Unbounded Practice: Women and Landscape Architecture in the Early Twentieth Century
Female hands are all over America's landscape; you just need to know where to look for them. In Unbounded Practice, author Thaisa Way can direct your eye.
Look to the Memorial Quadrangle at Yale, the grounds of Princeton, or a number of botanical gardens and astronomical observatories to see the legacy of Beatrix Jones Farrand (1872-1959). Recall a youthful American pilgrimage to Disneyland—if you are among the number who has made one—to know the work of Ruth Shellhorn (1909-2005). Stroll past any working or middle-class apartment complex designed with a central, neatly-gardened courtyard to see the lasting influence of Marjorie Sewell Cautley (1891-1954), who designed such courtyards with the needs of family members—particularly mothers—in mind; not only can natural beauty be observed from every dwelling, but so can children at play.
Way's concern in Unbounded Practice is not just that significant contributions to landscape architecture have been made by women, but that these contributions have been largely forgotten by current practitioners and require a restorative historical account.
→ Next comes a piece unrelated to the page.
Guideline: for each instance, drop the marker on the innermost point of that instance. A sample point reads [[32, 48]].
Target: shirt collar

An irony that emerges in Way's recounting of women's contribution to the formation of the discipline—critical in its early stages—is that the public conceptions of womanhood were both an inlet for women to practice the discipline and an impetus for them to be disassociated from it. At the end of the nineteenth and the beginning of the twentieth century, pursuits associated with horticulture, such as gardening and botany, were considered appropriate for the sex viewed as intrinsically closer to the earth than its masculine counterpart. This allowed women to enter the discipline with minimal, or no public rebuke, pursuing architectural approaches to design as well as employing acquired botanical knowledge often superior to that of their male peers. As landscape architecture moved towards an alignment with architecture at the expense of being associated with the "craft" of gardening, women were marginalized in the discipline.
Way's history is both a history of women and a history of the formation of a discipline—the key of the book's strength—and her passion as a scholar is evident in the pains she takes in detailing both. A lay reader, or perhaps even a beginning student, may benefit from reading Way's conclusion before embarking on the book proper. There, Way's passion is evident in tone as well as content, and the relatively brief reflection on a hefty scholarly endeavor reads as an accessible orientation to the modern challenges the discipline has faced.
Ten color plates are featured in the book, as well as a wealth of illuminating photographs of work by women pioneering practitioners, slides from lectures delivered by women, period advertisements, and—thrillingly—meticulous plans and client sketches drafted by the women Way profiles. While Unbounded Practice could easily be sourced for perspective on American history, women's history, class structure, ecology, urban studies, fine arts, architecture, and education, one can't help but imagine Way writing this book thinking of the reader who would crack the spine at one such architectural-botanical plan, magnifying glass in hand, connecting back to one of the women who would draft herself a practice.